Three new deaths “linked to Chikungunya” were recorded in Reunion, French Island of the Indian Ocean, bearing the number of deaths since the start of the epidemic, Hebdodary Bulletin announced on Wednesday.
“Since the beginning of the year, nine deaths that occurred between weeks 11 and 14 (from March 10 to April 6, editor’s note) in people over the age of 70 carrying comorbidities have been classified as linked to chikungunya,” said the health agency, adding that “nine other deaths”, including a neonatal, are being investigated to determine if they are linked to the virus.
The epidemic is “stabilized at a high level of transmission”, adds Public Health France, according to which more than 39,000 confirmed cases in Chikungunya have been reported in Reunion since the start of the year.
From April 7 to 13, the last week for which the data is known, 350 emergencies were recorded against 289 the previous week, an increase of 21%.
Vaccination campaign
The number of confirmed cases recorded over the same period is down, from 6237 to 4304, but Public Health France specifies that this number is not consolidated and that it could therefore prove to be higher.

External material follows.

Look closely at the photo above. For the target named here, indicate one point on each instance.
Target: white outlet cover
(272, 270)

In total, “47 serious cases of chikungunya were reported mainly in the elderly or infants requiring intensive care management,” said the health agency. These were 27 adults over the age of 65, three people with comorbidities and 17 infants under three months of age.
There is no specific treatment against the disease, but a vaccination campaign was launched in early April. Some 40,000 doses of the IXCHIQ vaccine, the first having obtained a marketing authorization in Europe, arrived in Reunion and 60,000 additional doses were purchased.
But the campaign “timidly starts”, with around 3000 people already vaccinated, said on Tuesday the director general of the Regional Health Agency (ARS), Gérard COOLLON, to French President Emmanuel Macron traveling on the island.
According to the Minister of Health Yannick Neuder, also on site, “around 120,000” people may have been contaminated by chikungunya, a disease transmitted by the Tiger mosquito.
Before the current outbreak, no case of Chikungunya had been reported since 2010 in Reunion since 2010. A large epidemic had touched 260,000 people there and left more than 200 dead between 2005 and 2006.